7. vide neste sentido, em caso semelhante, Ac da RG de 28.04.2014; relator: Manso Rainho e ainda citando este Acordão, o AC. da RE de 22.09.2016
8. A este propósito, Capelo de Sousa, in ob. cit., p. 555, 556, fala em prejuízos que todos devem suportar num contexto de adequação social ( segundo o projeto do código alemão,” prejuízos que são de aceitar, segundo a conceção mais sensata, na vida em comum), cuja ressarcibilidade estimularia uma exagerada mania de processar e, que, em parte, são pressupostos pela cada vez mais intensa e interativa vida social hodierna. Assim tem decidido a jurisprudência, além dos arestos já citados, e quanto à temática da emissão de poluição do ar e ruído: no Ac da RP de 28 de Janeiro de 2003 (WWW.dgsi.pt) decidiu-se que a construção de uma auto-estrada pela concessionária Brisa não confere direito de indemnização aos donos dos prédios urbanos que se situam nas imediações, pelas desvantagens resultantes da passagem da mesma auto-estrada, como sejam a redução substancial da insolação ou criação de ruídos. No mesmo preciso sentido se veio a pronunciar o STJ no seu Ac. de 25 de Setembro de 2003 (WWW.dgsi.pt). Afinal, tudo se traduz, como já se disse no AC desta RG proferido na apelação nº 377/04, no uso de um pouco de sensatez. “É que (...), hodiernamente (vivemos num mundo complexo e industrializado, buliçoso) justifica-se que as pessoas tolerem até certo ponto a pequena poluição causada pelo seu semelhante, incomodidade esta a que, aliás, tendemos a criar alguma habituação. Também nas relações de vizinhança se terá que entender que só quando a poluição ultrapasse aquilo que é razoável aceitar-se é que se justifica a tomada de medidas (...)”.

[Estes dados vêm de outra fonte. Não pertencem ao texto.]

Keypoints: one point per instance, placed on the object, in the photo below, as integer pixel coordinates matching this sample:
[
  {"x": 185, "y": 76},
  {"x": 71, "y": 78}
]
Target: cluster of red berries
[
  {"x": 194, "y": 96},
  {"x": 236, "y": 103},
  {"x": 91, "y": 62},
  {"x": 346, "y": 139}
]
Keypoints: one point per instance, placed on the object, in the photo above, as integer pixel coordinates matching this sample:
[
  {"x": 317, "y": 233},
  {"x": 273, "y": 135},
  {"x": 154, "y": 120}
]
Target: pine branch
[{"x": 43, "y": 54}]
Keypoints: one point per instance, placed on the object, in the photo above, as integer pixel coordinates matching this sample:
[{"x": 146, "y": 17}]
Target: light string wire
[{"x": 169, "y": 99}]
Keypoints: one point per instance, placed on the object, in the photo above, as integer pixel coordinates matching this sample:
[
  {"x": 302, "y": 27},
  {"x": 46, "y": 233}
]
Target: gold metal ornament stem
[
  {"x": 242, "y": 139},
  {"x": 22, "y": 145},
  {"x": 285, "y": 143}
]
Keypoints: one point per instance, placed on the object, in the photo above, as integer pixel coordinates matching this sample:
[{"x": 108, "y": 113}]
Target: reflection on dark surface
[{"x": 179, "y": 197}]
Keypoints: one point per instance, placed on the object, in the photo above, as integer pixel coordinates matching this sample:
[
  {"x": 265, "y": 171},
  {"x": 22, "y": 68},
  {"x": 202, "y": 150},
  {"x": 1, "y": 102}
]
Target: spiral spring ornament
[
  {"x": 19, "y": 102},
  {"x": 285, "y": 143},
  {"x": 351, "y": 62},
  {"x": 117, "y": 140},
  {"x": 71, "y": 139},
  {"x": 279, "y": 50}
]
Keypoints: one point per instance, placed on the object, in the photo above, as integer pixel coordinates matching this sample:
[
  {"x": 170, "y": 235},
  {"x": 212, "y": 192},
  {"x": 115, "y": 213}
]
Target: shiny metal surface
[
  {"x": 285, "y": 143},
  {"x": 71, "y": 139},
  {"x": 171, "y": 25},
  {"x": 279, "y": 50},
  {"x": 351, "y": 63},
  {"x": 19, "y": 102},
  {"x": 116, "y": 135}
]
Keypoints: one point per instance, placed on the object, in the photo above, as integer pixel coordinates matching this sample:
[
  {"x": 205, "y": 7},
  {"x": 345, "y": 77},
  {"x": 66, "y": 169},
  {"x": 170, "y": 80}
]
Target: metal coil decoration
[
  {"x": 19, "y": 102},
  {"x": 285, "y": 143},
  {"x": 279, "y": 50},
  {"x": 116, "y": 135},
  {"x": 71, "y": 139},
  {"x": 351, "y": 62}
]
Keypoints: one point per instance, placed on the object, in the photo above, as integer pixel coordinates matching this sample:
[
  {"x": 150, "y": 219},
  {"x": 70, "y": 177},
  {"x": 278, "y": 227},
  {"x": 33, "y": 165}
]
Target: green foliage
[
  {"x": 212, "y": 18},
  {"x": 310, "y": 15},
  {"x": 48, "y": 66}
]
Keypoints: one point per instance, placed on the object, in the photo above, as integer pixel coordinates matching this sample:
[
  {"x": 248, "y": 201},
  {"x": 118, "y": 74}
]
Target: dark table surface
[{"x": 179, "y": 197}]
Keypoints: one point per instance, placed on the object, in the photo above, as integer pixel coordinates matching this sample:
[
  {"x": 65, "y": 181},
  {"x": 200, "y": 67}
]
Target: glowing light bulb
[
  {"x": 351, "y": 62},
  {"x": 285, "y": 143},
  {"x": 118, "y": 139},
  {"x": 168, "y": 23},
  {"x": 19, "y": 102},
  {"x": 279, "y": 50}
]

9. O AC do STJ de 07-011-2017, Relator: Hélder Roque, assim o considerou: com o seguinte sumário: “Não residindo a autora, nem tendo casa de habitação no prédio contíguo aquele donde são emitidos ruídos incomodativos proveniente do funcionamento de aerogeradores, não estabelecendo relações de vizinhança com o mesmo prédio, não é titular do direito de oposição à produção desses ruídos, suscetível de poder vir a afetar os seus direitos de personalidade.”